Making the Best of a Bad Situation

The averting of a total calamity yesterday at Columbia, is owed to the courageous stand by CU president Lee Bollinger, who used the nutcase's presence on campus as a teaching moment. Now, we have been highly critical of Bollinger who did precious little to chastise the Columbia's students who prevented the leader of the Minutemen organization from speaking at CU last year; and we still feel that there was no need for the university to give this low rent dictator a prestigious platform. Bollinger's confrontation, however, managed to salvage the situation.

But was this really all about free speech? Free speech-and the vigorous exchange of ideas in an unfettered marketplace-is a principle of democratic politics, and doesn't extend to the avowed foreign enemies of this country. And a free speech forum is about promoting dialogue and debate; Is there something to debate about the Holocaust? Or about the proposed genocide of a nation?

Now obviously, the clerical fascism that the Iranian avows sees homosexuality as a mortal sin, deserving of a stoning death-which is the kind of punishment that has already been executed in Iran on more than one occasion. Would Columbia's invite a religious leader from America to campus to espouse these kinds of views? We think that all hell would break loose.

So why invite Ahnadinejad, only to excoriate him for his odious opinions, beliefs that Bollinger rightly believes have no place in any democratic system? Last year our good buddy Clyde Haberman chastised conservatives for rebuking Columbia for allowing the Minutemen to be shouted down, while at the same time pressuring the university to not allow Ahmadinejad a platform:
"Particularly upset last week were the city’s more conservative editorial writers, who accused Columbia of not doing enough to protect speech unpopular on the politically liberal campus.
A few weeks earlier, the same editorialists had applauded Columbia for canceling a speaking invitation sent to
Mahmoud Ahmadinejad, the nuke-seeking, Holocaust-denying president of Iran. Someone like that, the editorials said, had no business being invited. Sound familiar?
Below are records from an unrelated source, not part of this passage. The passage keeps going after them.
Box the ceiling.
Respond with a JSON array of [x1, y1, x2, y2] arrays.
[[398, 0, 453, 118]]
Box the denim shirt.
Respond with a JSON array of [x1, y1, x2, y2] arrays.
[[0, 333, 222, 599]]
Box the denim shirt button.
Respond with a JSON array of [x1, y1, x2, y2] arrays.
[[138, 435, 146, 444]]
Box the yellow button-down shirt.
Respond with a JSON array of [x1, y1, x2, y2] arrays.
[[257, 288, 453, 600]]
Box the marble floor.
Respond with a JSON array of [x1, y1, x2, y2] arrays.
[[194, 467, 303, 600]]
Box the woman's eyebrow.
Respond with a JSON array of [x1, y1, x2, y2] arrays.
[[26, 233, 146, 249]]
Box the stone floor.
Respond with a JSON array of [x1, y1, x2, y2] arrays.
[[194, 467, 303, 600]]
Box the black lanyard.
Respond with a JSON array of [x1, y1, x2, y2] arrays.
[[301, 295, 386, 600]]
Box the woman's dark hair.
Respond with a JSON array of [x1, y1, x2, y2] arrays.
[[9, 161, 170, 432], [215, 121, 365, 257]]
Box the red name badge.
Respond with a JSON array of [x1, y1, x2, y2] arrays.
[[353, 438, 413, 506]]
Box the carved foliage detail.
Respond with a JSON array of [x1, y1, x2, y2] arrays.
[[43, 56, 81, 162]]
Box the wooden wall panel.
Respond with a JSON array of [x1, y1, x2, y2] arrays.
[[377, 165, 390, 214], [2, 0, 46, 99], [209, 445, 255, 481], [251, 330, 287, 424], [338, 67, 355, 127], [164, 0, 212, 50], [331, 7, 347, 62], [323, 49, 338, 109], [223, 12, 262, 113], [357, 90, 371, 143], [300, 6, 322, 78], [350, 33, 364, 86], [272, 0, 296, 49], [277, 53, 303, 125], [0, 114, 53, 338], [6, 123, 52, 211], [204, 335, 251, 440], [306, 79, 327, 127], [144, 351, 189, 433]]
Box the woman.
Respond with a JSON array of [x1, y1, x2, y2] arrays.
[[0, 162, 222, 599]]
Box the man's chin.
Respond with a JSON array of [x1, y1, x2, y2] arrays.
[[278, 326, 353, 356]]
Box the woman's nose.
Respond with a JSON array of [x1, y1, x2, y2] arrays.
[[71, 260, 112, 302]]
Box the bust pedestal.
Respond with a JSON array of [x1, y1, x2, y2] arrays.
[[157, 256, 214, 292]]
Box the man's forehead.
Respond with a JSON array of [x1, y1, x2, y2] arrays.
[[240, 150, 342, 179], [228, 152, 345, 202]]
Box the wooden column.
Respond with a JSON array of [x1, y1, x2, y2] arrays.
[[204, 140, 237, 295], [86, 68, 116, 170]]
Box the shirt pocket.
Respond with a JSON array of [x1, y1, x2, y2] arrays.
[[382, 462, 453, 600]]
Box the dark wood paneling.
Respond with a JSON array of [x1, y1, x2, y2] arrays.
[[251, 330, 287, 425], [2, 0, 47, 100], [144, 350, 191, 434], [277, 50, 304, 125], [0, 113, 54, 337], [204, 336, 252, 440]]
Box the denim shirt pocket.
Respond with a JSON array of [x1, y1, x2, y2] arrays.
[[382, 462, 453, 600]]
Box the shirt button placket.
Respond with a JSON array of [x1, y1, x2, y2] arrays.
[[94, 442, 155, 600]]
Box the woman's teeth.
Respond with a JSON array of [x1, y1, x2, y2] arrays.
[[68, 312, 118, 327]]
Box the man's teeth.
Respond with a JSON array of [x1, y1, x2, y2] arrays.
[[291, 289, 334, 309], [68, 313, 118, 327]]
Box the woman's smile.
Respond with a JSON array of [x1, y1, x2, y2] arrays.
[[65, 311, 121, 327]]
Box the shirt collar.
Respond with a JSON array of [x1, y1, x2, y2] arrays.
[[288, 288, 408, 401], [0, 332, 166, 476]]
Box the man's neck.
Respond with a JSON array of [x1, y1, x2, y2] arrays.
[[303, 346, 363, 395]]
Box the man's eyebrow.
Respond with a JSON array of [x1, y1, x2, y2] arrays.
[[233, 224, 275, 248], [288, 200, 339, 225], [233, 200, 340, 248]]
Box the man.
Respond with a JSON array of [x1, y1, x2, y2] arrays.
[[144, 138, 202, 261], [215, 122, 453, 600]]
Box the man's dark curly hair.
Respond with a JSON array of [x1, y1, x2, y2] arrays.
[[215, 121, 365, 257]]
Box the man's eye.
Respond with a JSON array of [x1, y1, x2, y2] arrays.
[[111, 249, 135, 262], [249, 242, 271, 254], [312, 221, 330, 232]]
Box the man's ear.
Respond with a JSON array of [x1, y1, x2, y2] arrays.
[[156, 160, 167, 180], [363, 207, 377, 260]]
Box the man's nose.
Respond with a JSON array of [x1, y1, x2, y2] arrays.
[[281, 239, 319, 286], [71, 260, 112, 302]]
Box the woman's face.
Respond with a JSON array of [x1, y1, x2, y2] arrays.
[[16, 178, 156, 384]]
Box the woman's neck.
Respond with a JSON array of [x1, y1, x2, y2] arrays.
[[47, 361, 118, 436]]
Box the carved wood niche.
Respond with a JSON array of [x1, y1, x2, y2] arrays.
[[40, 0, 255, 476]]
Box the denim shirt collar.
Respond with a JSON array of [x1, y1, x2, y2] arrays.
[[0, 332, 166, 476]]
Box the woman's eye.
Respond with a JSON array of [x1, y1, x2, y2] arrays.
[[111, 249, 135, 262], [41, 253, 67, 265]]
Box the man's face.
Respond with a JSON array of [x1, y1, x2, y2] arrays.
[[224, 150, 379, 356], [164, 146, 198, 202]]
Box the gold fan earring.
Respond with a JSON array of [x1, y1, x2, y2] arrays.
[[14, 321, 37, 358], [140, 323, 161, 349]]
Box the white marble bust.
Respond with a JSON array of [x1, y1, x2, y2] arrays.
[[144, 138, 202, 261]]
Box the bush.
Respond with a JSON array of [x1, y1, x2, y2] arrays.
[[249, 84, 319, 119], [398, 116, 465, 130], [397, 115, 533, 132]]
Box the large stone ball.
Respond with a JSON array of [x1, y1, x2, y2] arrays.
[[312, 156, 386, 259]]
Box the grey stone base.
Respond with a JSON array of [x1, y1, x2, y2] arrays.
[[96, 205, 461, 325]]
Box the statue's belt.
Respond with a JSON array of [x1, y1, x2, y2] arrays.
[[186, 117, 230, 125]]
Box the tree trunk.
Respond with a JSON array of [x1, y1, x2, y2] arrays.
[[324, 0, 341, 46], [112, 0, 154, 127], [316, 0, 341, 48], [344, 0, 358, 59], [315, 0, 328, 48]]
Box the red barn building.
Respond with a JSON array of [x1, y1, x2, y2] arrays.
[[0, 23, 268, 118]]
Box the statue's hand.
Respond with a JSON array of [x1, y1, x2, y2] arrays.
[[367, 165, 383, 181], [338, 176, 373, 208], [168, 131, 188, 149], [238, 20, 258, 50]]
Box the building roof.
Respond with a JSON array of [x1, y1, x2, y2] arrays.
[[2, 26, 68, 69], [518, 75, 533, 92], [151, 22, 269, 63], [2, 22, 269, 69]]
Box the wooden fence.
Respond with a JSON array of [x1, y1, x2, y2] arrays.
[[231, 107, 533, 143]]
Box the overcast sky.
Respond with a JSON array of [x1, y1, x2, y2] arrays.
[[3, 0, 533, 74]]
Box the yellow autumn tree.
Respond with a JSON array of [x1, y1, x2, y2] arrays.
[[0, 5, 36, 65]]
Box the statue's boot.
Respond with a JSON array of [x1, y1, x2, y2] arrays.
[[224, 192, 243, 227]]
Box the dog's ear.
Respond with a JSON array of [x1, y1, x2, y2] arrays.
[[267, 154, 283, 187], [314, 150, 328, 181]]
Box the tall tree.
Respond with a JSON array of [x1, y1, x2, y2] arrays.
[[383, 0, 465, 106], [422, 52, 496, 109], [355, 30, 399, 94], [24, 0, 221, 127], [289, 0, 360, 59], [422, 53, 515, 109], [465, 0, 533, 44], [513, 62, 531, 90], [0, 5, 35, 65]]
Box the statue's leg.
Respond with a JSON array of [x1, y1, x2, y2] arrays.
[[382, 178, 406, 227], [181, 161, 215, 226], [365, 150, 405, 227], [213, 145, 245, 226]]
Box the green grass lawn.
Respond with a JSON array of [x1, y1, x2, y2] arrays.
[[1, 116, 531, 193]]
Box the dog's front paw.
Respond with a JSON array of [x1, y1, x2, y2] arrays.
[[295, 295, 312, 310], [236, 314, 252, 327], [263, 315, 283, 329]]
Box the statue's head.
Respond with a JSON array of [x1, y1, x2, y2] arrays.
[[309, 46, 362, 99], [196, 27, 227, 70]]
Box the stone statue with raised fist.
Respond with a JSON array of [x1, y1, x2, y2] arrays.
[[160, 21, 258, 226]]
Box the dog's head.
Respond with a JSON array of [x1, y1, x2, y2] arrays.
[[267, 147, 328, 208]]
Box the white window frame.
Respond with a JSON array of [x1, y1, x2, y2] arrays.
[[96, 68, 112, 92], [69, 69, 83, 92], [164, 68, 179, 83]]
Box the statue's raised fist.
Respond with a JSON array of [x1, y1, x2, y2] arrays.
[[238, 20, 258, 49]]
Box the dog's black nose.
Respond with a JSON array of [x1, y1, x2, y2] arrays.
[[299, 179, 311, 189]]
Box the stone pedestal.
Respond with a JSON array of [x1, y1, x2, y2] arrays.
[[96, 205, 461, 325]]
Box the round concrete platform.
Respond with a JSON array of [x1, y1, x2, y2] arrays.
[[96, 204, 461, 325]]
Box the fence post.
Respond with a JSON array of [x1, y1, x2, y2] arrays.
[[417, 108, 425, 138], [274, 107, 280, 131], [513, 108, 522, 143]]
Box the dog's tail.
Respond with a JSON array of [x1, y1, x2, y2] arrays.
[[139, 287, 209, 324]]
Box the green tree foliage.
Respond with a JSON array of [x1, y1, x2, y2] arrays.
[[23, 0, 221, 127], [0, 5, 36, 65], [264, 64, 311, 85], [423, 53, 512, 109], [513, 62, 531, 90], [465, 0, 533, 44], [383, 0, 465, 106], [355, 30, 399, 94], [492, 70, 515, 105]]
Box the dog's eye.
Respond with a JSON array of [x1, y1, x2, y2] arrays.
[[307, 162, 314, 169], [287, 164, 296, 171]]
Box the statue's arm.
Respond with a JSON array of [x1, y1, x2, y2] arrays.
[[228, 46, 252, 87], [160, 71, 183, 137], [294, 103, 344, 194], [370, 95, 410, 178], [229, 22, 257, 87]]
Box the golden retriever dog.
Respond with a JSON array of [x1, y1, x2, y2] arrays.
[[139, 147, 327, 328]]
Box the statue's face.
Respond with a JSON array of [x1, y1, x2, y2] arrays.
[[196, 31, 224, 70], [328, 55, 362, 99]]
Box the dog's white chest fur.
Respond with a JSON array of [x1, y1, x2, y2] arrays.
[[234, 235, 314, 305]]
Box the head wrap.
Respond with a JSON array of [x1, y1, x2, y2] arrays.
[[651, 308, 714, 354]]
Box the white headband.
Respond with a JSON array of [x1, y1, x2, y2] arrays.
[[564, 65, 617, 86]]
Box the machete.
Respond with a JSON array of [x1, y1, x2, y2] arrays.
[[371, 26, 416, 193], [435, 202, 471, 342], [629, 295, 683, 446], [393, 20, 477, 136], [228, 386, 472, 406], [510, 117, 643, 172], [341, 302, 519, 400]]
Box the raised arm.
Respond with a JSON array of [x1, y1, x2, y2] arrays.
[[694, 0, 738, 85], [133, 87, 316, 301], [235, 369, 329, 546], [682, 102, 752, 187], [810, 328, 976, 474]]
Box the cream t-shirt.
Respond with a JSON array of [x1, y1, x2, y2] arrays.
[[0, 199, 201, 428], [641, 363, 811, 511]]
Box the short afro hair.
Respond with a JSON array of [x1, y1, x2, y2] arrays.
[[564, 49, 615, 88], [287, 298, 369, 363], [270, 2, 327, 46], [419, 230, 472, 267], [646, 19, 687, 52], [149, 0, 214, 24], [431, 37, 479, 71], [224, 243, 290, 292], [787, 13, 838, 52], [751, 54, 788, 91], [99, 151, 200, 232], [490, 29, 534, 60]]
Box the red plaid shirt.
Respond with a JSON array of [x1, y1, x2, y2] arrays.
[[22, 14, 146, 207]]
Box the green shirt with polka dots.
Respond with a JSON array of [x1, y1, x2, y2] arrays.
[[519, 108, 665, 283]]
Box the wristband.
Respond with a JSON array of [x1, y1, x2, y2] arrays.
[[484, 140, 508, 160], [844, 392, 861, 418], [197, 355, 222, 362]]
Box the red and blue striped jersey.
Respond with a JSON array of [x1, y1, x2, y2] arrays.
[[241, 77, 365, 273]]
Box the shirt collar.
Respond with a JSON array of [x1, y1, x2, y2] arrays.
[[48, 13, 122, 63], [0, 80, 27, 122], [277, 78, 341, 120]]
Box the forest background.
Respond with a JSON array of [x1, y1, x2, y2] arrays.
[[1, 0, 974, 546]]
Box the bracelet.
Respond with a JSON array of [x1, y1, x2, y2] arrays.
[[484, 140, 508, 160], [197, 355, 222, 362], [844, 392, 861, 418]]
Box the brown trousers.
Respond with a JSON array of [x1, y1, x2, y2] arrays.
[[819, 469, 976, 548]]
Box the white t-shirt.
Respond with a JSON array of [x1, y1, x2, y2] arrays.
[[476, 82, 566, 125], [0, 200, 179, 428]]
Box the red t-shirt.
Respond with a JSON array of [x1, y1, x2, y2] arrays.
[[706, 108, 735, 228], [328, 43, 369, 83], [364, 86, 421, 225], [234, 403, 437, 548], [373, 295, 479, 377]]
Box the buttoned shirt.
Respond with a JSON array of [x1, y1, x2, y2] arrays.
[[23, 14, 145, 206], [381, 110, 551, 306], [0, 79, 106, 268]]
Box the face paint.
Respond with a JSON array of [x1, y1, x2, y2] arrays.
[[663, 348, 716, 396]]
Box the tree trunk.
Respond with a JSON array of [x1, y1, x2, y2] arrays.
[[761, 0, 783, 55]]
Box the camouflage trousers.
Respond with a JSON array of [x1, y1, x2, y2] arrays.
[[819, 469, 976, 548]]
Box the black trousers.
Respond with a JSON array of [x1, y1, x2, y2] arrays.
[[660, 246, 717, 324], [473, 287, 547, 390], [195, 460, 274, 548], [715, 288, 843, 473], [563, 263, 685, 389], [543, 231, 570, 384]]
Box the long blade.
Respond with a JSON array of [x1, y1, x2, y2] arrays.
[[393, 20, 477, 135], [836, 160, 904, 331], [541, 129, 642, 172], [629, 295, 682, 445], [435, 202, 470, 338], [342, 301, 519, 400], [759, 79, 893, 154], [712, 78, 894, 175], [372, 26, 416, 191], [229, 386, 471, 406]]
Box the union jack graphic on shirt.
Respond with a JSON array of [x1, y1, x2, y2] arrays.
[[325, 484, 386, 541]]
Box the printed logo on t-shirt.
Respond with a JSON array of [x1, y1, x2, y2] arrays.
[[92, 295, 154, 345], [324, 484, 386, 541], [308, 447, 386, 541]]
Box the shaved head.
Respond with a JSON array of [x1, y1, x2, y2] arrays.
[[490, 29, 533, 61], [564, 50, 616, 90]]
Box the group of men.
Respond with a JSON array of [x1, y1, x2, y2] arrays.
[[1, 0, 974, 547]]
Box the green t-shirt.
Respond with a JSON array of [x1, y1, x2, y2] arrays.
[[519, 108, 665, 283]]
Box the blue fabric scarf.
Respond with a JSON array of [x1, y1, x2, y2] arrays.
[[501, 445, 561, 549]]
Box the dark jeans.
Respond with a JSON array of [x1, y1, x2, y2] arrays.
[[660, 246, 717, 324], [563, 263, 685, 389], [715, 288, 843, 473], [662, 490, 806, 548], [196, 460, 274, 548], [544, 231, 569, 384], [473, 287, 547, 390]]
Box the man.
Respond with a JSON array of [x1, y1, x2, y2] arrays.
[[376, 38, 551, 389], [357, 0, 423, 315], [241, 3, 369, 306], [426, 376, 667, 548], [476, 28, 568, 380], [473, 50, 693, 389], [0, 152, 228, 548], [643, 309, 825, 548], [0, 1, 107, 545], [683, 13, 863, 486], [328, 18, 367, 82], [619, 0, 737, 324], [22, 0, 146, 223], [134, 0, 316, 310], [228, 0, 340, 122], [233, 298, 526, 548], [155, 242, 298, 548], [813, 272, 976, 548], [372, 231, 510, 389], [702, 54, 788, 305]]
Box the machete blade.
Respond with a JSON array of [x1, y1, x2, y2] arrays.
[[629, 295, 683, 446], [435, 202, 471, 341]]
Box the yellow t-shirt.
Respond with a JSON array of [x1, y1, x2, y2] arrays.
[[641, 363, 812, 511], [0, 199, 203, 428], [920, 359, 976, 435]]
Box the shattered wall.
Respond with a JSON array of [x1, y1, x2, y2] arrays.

This is as false a comparison as you can make. To say that an American wanting to advocate a certain border policy for immigration is equivalent to a foreign dictator whose largess is contributing to the deaths of American soldiers is to reify the concept of free speech into an unrecognizable concept. We need to have the voices of the Jim Gilchrests on campus, if only because they are so rarely espoused. On the contrary, the virulent anti-American and anti-Israeli opinions that we've heard from the Iranian are, well, quotidian on most US campuses.

So one cheer for Bollinger. But we're still skeptical about the reification of free speech at Columbia because we know too well how selective and hypocritical the elite professoriat can be. We know full well that you wouldn't see the kind of polite demonstrations that were seen yesterday on Broadway, if a vicious right wing foreign figure was invited to Columbia, But why fantasize? That's a situation that simply will never happen at any Ivy League institution.